Monday, 2 January 2017

Emailing you a daily solar performance update

The ability to see the live data, and view a performance graph is great, but sometimes you'll be away from home and be wondering how your system is doing.

You could spend some time configuring your network to allow remote connections by changing some firewall rules and adding some authentication, or vpn if your router supported it - that would work well, and would mean that you had all the abilities that you have when you're at home.

However there is an alternative method, in reality it's probably sufficient for you to get a daily email of the performance data sent from your Raspberry Pi - that would have the advantage that since that traffic is outbound, it would require no firewall changes, and you could pick up your email anywhere - so that's the method I'm going to describe now.

These instructions presume you've already got a Raspberry Pi or similar making periodic connections to your charge controller and you can read the data on demand.

All that's needed in addition to that is -

  • Some software to send emails (smtp client)
  • A couple of cron jobs to send the emails and tidy up old data
  • A gmail account


Create a Gmail account 
You could use an existing one, though for security you may just make a new one, as you may have to configure it to use less secure authentication and the username and password are stored in plain text on the Pi, which, depending on your setup, may be in an relatively insecure location, e.g. garden shed.

Test the Gmail account to make sure you can send an email and have the email address and password to hand.

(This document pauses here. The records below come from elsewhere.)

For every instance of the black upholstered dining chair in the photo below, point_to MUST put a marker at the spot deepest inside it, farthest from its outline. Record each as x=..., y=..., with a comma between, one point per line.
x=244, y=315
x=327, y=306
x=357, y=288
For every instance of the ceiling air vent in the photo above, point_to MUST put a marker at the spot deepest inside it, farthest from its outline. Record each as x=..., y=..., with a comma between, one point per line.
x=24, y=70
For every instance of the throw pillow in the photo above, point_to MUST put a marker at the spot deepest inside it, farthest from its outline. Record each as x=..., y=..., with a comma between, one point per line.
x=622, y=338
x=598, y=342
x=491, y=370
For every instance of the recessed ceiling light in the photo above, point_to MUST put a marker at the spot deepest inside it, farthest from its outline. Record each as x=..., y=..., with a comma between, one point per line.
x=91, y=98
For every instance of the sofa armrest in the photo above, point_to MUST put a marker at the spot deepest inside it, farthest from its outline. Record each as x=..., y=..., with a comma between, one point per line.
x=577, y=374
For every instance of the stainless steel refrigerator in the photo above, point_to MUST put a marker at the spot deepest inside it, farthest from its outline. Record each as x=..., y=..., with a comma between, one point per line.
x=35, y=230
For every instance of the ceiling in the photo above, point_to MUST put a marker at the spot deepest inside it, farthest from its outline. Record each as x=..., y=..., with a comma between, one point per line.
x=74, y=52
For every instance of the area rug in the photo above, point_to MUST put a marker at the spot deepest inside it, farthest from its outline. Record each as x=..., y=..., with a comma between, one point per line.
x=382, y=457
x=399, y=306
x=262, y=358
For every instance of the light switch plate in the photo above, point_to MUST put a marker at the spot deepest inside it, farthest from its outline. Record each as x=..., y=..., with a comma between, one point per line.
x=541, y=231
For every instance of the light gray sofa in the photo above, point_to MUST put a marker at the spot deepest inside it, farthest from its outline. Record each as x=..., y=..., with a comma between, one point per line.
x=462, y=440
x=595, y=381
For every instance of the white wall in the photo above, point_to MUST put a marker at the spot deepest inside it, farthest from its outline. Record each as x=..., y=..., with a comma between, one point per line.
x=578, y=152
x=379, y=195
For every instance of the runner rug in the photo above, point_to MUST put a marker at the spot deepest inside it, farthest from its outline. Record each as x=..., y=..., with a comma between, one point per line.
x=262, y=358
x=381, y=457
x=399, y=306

Install an smtp client for php 
Full instructions for this are given at
https://www.digitalocean.com/community/tutorials/how-to-use-gmail-or-yahoo-with-php-mail-function

If you're on Raspbian or similar follow the Debian/Ubuntu instructions.


Make some cron jobs
I send my daily email at 9am - I chose this time as at most times of the year there's light at that time of day, and I've found that to be necessary in order to be able to get the kWh data from the charge controller reliably with my setup.


I have the following root cronjobs


* * * * * /var/www/html/epsolar/getsolarstats.php

This harvests performance data every minute and stores it in a database - this is for the dashboard.


50 8 * * * truncate -s 0 /home/pi/report.txt

At 08:50 each day I delete the contents of the previous days email.

 0 9 * * * (sleep 30; /var/www/html/epsolar/example_cli.php >> /home/pi/report.txt)

At 09:00 I run the command line solar data harvesting script and save it to a text file (report.txt).  If this were done exactly at 09:00 then it would clash with the script that runs every minute to do similar things, and would end up not getting data.  Cronjobs have a resolution of 1 minute, so without a little trick there would always be a clash whatever time I chose to do this.

The trick to avoid the clash is to trigger the cron job, but to include a sleep 30 command which makes the command wait for 30 seconds then do it's data gathering - in this way the clash is avoided and both scripts get their data.


As the Pi user I have the following cron job

1 9 * * * cat /home/pi/report.txt | msmtp -a gmail targetemailaddress

Send the email at 09:01


Script modifications
I modified /var/www/html/epsolar/example_cli.php to include

#!/usr/bin/php

as the first line and

$tracer = new PhpEpsolarTracer('/dev/ttyUSB21');

contains the device connection parameters (yours will differ).


The original comes from https://github.com/toggio/PhpEpsolarTracer

I further modified it to order the data into the desired sequence, and I removed some sections that I didn't need.


That's it - I now get a daily email so I can keep an eye on my voltages and power generation when away from home.